WebClientError EventLogging reports are currently only permitted on the beta cluster. statsv is used in production but doesn't contain as much detail. This task is to identify an acceptable sampling rate and submit a patch to enable reporting in production at said rate. Additionally, consider removing the statsv logging if it is no longer needed.
Tagging as epic as there are several things to do here still.
- Understand the EventLogging URL length constraints and how to deal with them. Since the first version was a proof of concept to count errors, we kept the original pass very simple but did hit T206257. We'd need to work out what fields to trim and how to do this (we bikeshedded a little when attempting to do this in the first pass)
- Talk to analytics and get buy-in/permission. The previous attempt to enable this in production was descoped (see T203814#4576030 and description edits
- Add stack traces to WebClientError events. Right now we're not including them in the current implementation because of the URL length. These will be essential. See T202026 for more information.
- Work out how to deal with error spiking. Even at a small sample, an error that hits 100% of users could bring down our entire EventLogging cluster. We'd need to talk to analytics about whether rolling back a deploy is enough to do this.
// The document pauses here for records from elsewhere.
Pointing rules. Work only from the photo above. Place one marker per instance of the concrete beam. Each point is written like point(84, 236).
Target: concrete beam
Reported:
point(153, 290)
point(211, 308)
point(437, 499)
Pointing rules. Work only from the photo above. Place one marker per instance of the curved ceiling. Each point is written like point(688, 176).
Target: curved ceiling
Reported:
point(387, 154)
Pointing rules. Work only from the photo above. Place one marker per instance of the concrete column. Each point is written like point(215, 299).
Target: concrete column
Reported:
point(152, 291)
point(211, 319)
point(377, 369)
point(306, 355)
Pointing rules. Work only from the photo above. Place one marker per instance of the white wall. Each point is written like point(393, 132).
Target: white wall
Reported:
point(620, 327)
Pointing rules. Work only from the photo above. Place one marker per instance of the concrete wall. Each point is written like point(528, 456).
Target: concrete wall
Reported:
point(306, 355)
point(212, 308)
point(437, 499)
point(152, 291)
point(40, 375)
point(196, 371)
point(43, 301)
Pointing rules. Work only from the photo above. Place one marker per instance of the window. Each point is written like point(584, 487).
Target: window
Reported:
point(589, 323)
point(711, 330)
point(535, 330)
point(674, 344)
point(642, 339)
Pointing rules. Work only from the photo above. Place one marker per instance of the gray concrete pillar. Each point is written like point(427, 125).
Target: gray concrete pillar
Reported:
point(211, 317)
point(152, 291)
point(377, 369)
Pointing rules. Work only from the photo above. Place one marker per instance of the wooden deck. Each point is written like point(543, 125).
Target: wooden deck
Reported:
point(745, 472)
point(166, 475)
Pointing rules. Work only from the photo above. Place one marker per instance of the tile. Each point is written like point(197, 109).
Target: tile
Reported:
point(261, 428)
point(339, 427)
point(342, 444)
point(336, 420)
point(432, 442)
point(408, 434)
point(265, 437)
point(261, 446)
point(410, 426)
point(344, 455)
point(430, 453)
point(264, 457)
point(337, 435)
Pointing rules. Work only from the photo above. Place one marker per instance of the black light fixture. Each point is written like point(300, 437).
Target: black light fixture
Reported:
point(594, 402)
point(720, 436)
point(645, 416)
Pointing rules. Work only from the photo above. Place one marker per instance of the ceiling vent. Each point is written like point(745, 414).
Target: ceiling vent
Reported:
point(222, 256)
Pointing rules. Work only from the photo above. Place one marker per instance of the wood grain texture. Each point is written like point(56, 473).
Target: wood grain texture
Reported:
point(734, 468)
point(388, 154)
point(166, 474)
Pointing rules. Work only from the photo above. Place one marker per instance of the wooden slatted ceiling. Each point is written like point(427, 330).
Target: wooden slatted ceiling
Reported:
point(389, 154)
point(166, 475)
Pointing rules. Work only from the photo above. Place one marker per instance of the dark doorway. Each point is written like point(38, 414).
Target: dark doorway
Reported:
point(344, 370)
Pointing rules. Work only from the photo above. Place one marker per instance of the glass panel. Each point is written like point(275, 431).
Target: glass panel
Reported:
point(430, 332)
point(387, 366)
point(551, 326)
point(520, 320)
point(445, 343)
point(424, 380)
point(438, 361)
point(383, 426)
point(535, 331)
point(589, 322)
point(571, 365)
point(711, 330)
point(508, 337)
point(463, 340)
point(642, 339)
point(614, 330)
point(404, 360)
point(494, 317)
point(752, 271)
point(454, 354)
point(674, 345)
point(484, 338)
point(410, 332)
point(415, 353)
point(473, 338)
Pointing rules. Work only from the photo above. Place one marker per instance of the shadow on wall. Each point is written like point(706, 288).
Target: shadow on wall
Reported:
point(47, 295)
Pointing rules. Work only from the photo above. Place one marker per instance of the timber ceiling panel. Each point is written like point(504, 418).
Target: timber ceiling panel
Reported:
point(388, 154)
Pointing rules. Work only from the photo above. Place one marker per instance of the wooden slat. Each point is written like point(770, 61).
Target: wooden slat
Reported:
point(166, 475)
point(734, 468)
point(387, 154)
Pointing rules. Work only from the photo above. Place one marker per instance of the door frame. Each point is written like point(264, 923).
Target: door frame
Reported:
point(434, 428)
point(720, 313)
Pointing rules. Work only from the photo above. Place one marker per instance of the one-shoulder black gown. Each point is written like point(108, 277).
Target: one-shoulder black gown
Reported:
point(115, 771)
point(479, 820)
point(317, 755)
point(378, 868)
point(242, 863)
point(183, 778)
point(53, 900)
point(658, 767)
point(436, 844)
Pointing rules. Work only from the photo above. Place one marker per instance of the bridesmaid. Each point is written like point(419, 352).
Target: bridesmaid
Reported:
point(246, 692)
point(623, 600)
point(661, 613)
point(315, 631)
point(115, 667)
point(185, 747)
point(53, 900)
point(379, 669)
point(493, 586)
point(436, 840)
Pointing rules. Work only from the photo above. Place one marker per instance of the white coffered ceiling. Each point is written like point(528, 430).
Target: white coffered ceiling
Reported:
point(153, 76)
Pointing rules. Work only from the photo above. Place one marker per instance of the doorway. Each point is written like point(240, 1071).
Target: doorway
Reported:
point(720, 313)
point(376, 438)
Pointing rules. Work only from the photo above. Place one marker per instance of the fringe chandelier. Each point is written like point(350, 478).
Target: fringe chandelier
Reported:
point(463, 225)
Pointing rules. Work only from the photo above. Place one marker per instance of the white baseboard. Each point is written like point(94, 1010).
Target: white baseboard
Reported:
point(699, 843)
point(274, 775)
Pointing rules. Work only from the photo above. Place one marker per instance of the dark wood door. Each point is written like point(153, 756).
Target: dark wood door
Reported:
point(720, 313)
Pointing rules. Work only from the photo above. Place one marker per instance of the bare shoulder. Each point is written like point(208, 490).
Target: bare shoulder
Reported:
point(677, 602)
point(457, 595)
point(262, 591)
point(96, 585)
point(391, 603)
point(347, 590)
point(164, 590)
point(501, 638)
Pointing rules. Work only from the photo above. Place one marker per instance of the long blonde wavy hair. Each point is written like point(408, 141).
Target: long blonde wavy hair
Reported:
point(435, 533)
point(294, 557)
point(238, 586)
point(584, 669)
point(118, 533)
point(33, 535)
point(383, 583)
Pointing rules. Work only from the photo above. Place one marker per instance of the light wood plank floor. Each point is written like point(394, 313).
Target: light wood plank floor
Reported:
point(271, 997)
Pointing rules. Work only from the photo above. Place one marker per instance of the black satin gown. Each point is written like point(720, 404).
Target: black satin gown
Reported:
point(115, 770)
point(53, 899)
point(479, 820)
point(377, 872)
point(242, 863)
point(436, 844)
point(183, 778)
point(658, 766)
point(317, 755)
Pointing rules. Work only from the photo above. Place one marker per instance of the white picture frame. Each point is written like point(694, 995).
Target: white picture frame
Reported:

- Work out how to deal with the frustration of non-deduplication. The feedback we got from people who have used EventLogging is that having the stack traces allowed them to fix the common bugs, but the other ones were harder to track down. We have no idea of the spread of our errors - all of them could be different, or many of them could be duplicates. We should think about what queries we can use to de-duplicate errors (And work out how many people they impact) and how our stack trace can be structured to help facilitate that.
- Work out a suitable sampling rate, based on the possibility of error spikes, the need to identify some of the bugs our users are using.
- Progressive roll out - once all above is done we should slowly ramp up the sampling rate cautiously.